At the time, Duchamp was posing a critique of the marketing practices in art. Despite this, art has continued to work alongside advertising – and science is joining in too. To inaugurate its headquarters on Sloane Avenue in London this spring, the Fiorucci Art Trust and Creative Perfumers presented “I’m here but you’ve gone”. Curated by Milovan Farronato with Stella Bottai, they gave artists such as Magali Reus, Prem Sahib and Ed Fornieles access to an oil fragrance library and then commissioned them to create a unique site-specific work for the building. Elsewhere, perfume line Etat Libre d’Orange has teamed up with the Tom of Finland Foundation to create a fragrance that encapsulates the style of Touko Laaksonen’s work. The company’s website promotes the fragrance with vivid descriptions “Tom of Finland is beyond sexuality — he is sex”. Bringing into relief the character’s sexual appeal and the ephemerality of the perfume functions as a reference to the past that is made to be used in the present but which projects into the future.
This shift from using art to critique commerce, to using commercial opportunities to develop new aesthetic ideas that might otherwise be off limits is helping to expand the potential of human perception and an understanding of transcendence in non-object art. And as the science of perception becomes more exacting, so does the ability for creative outlets to describe and experiment with it in their work. Today it seems that art is beginning to realise its kinship with science – a relation that science has always carried an awareness of.
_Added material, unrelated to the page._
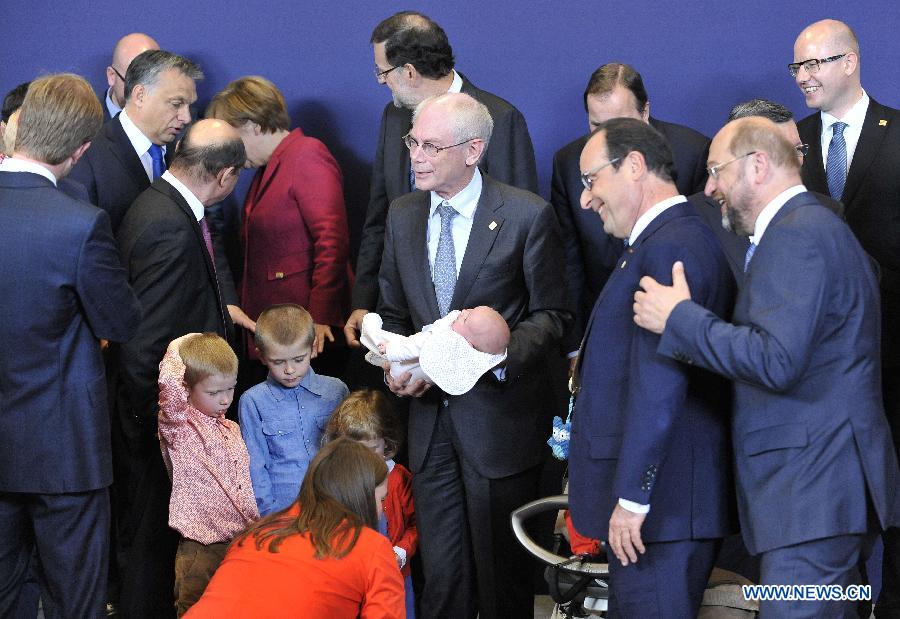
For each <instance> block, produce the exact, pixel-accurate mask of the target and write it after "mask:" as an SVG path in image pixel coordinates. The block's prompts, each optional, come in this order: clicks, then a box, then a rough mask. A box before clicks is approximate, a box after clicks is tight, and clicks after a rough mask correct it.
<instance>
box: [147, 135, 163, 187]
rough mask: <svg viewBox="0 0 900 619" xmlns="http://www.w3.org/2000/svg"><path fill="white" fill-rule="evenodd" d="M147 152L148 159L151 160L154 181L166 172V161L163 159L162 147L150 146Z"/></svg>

Although founded on inductive reasoning, science still requires a level of abstract thinking that art best represents. In his 1985 book “The Man Who Mistook His Wife for a Hat”, the late British neurologist Oliver Sacks gives a good example of this when he tells the story of a young doctor who after a long night of taking recreational drugs found he could distinguish all his friends and his patients by smell. Years, later Sacks revealed that the doctor was actually himself, yet despite this artistic license, his description of this episode could well be applied to the experience of art too: “So vivid, so real!” he says. “It was like a visit to another world, a world of pure perception, rich, alive, self-sufficient, and full. If only I could go back sometimes and be a dog again!” In fact, it could well sum up the feeling of attending the smell-inspired exhibitions of contemporary artists like Yi, Mitchell, Raspet, de La Tour du Pin, Gaweda, and Kulbokaite et al. Perhaps the potential of molecular art has only just begun to unfold.